Now, once you’ve taken both shutter and aperture out of the picture, you’ll see that exposure isn’t even a property of the camera. That real cameras have to determine the exposure parameters before the shot is taken is only due to the the limited dynamic range of film or sensors. In the renderer, dynamic range is more or less unlimited - you can control exposure entirely after image was taken, in your virtual darkroom. It makes not much sense to me to put an exposure control on a virtual camera other than catering to the 1% of photographers (yes, I’m including casual photography) these days who don’t shoot on smartphones. Everyone else will first take the picture, then adjust the exposure.

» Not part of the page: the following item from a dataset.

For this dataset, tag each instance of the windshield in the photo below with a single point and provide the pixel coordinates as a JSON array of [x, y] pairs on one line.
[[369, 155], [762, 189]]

Replicating the camera controls of a 1970s SLR is, IMHO looking backwards and not forwards. I wouldn’t be surprised if electronic shutters of the future can read a continuous data stream from the sensor, turning “shutter speed” into a pure software post processing step.

Still 90% of the community prefers to have a bright sky by default anyway, here is the evidence, and even after their choice we are still debating?

won’t repeat the huge amount of proof that studios who are serious about color accuracy need accurate lighting and camera controls.

I wouldn’t have participated if you hadn’t explicitly asked for my opinion. But as I said - I’m not the one who’s going to end up using it, you shouldn’t be listening to me.